Selasa, 22 Juli 2014

Masih Mahal, Obat dan Tes HIV Baru Tetap Sulit Terjangkau

Melbourne, WHO memprediksi di tahun 2030, jumlah kasus HIV-AIDS akan menurun drastis seiring dengan makin terbukanya akses pengobatan bagi para penderita, terutama di negara-negara berkembang. Namun upaya ini bukannya tak menemui hambatan.

"Hampir 12 juta orang di negara-negara berkembang kini telah mendapat obat antiretroviral (ARV). Semakin banyak orang yang mendapat pengobatan lebih awal dan mereka perlu mendapat perawatan seumur hidupnya," ujar dr Jennifer Cohn dari organisasi kemanusiaan medis internasional, Medecins Sans Frontieres/Dokter Lintas Batas (MSF) saat menghadiri Konferensi AIDS Internasional di Melbourne.

Direktur Medis Kampanye Akses MSF tersebut menjelaskan ada dua macam perawatan tambahan untuk meningkatkan kualitas hidup penderita HIV-AIDS. Pertama, 'viral load testing' secara rutin.

Tes ini diklaim sebagai cara terbaik untuk memonitor efektivitas obat antiretroviral yang diberikan kepada pasien, dengan cara menghitung jumlah virus yang 'tersisa' dalam darah setelah diberi obat HIV. Dengan tes ini, dokter dapat melihat apakah pasien merespons pengobatan yang diberikan dengan baik atau tidak.

"Hal ini bila ditambah dengan konseling dan dukungan akan membantu pasien agar bisa bertahan dengan obat lini pertama dalam waktu yang lebih lama," ungkap dr Cohn dalam rilis yang diterima detikHealth, Selasa (22/7/2014).

'Viral load monitoring' ini juga dikatakan lebih akurat dan lebih cepat mendeteksi apakah pasien butuh perawatan lini kedua atau lini ketiga andaikata pengobatan yang saat ini mereka dapatkan ternyata tak mampu bekerja dengan baik.

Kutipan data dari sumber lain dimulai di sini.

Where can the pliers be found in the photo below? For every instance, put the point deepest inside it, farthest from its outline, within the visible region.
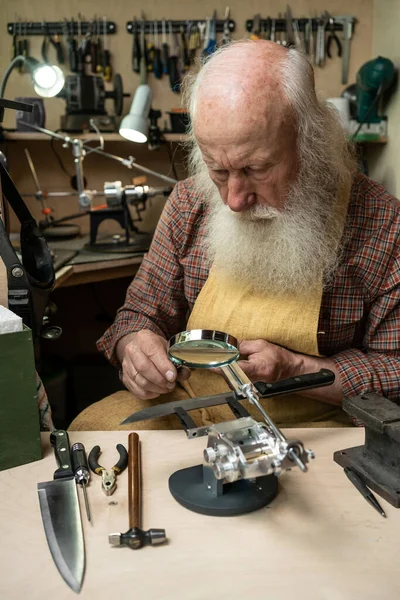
(108, 478)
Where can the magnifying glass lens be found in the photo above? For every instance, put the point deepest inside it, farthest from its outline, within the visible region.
(203, 353)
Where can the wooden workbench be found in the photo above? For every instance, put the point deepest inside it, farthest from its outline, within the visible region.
(318, 540)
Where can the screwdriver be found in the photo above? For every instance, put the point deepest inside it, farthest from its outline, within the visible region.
(81, 470)
(107, 70)
(174, 78)
(136, 51)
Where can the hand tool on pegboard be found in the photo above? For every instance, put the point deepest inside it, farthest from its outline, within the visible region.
(108, 477)
(157, 62)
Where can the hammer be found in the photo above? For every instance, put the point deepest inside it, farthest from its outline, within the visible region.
(135, 537)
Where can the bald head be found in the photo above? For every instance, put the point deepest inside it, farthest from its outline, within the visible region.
(239, 90)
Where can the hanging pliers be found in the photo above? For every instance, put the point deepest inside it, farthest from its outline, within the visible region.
(108, 478)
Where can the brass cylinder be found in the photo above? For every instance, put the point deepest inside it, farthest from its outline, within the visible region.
(134, 481)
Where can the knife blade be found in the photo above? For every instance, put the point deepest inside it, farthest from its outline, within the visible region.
(59, 506)
(266, 390)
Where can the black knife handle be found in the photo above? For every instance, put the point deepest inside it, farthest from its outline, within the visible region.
(60, 441)
(295, 384)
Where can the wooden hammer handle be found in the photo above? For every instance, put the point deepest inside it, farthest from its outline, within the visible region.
(134, 480)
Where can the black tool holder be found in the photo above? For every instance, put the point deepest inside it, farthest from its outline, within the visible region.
(378, 460)
(197, 489)
(72, 27)
(29, 282)
(176, 25)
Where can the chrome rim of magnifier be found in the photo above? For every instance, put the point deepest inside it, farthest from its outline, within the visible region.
(203, 349)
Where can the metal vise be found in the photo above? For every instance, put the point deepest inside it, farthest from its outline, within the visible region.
(244, 449)
(378, 460)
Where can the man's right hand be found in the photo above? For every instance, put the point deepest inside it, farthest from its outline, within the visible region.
(147, 371)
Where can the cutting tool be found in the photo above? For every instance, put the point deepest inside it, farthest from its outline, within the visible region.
(61, 515)
(108, 477)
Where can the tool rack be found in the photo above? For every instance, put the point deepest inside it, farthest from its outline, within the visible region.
(97, 27)
(176, 25)
(281, 23)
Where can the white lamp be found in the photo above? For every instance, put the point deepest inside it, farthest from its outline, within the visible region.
(134, 126)
(48, 80)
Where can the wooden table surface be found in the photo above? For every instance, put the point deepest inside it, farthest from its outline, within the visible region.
(319, 539)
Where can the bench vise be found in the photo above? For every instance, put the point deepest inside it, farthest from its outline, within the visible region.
(378, 460)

MSF juga melaporkan di sejumlah negara dengan jumlah kasus HIV-AIDS tertinggi di dunia seperti India, Kenya, Malawi, Afrika Selatan dan Zimbabwe sebenarnya 'viral load monitoring' sudah mulai diimplementasikan, meskipun belum dalam skala yang luas. Hanya saja menurut dr Cohn, kendalanya terletak pada biaya tes yang masih selangit.

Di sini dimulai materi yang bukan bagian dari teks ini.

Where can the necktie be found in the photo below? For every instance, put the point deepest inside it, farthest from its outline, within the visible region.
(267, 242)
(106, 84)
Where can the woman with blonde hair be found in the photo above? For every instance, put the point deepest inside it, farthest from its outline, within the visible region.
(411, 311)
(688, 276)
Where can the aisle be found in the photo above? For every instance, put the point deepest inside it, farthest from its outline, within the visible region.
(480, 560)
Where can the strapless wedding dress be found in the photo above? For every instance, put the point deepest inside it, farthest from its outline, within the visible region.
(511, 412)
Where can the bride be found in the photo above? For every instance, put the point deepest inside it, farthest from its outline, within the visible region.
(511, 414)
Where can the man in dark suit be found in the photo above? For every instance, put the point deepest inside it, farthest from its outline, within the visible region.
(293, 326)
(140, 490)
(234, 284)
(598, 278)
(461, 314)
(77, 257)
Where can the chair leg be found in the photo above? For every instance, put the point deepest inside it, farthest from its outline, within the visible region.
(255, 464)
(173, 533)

"Kami tahu apa yang dibutuhkan untuk membantu memastikan virus HIV bisa ditekan hingga tak terdeteksi dan jumlahnya tetap bertahan di level itu. Tapi di sebagian besar daerah kerja kami, harganya tidak terjangkau," keluh dr Cohn.

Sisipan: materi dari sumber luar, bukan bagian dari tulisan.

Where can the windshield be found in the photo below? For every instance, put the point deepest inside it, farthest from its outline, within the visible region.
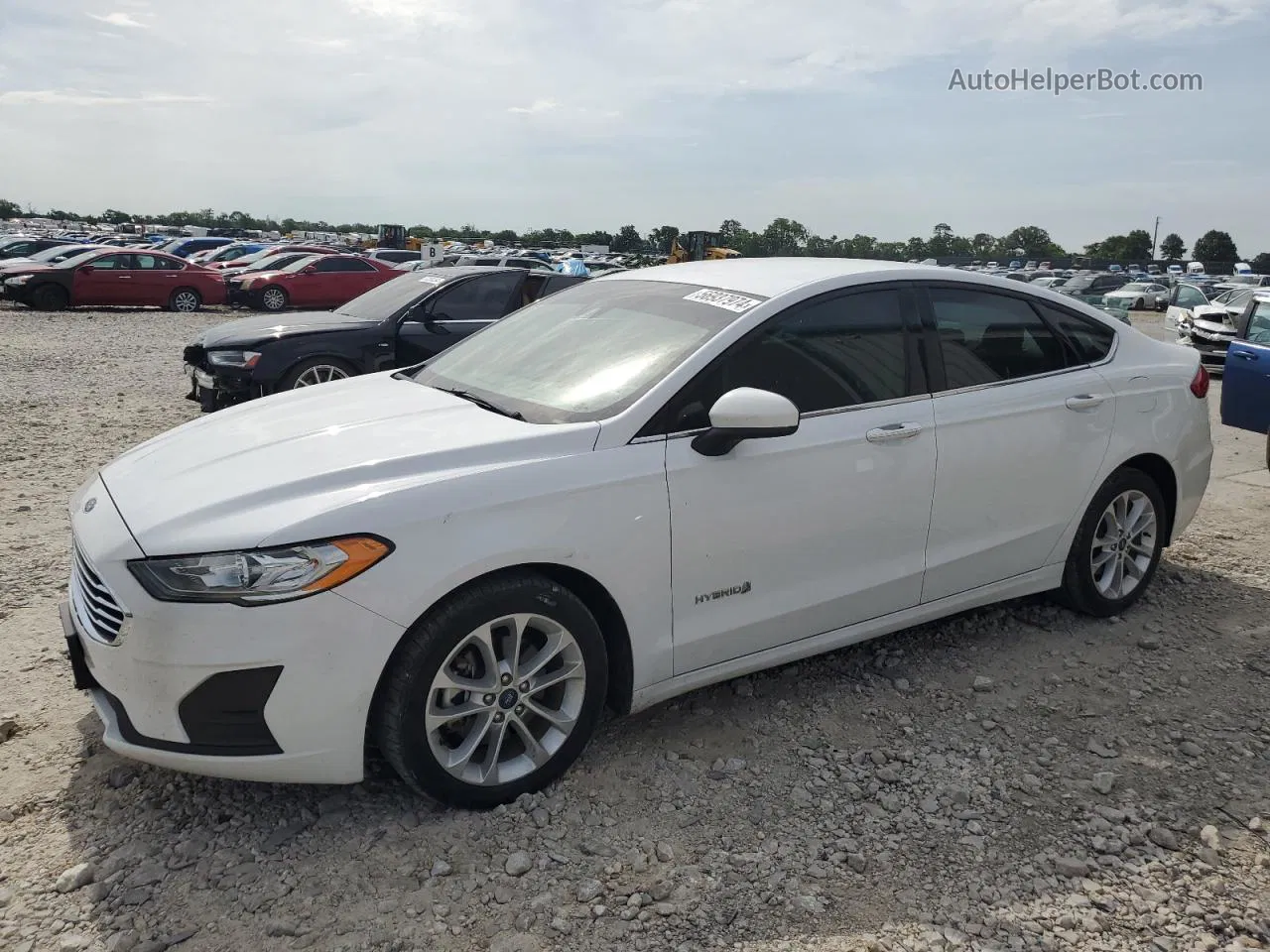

Ini belum termasuk mahalnya harga obat-obatan yang dibutuhkan para pengidap HIV-AIDS, terutama obat lini kedua. Berdasarkan laporan tahunan MSF tentang harga obat-obatan untuk pasien HIV-AIDS yang bertajuk Untangling the Web of Antiretroviral Price Reductions, harga obat lini pertama dan sebagian obat lini kedua memang telah menurun dalam kurun 12 bulan terakhir. Sumber : Detik.com

Namun harga obat lini kedua masih dua kali lebih mahal dibandingkan obat lini pertama. Bahkan di beberapa negara dengan penduduk berpenghasilan menengah ke bawah, mereka rata-rata harus membayar 12 kali lebih mahal dari harga terendah.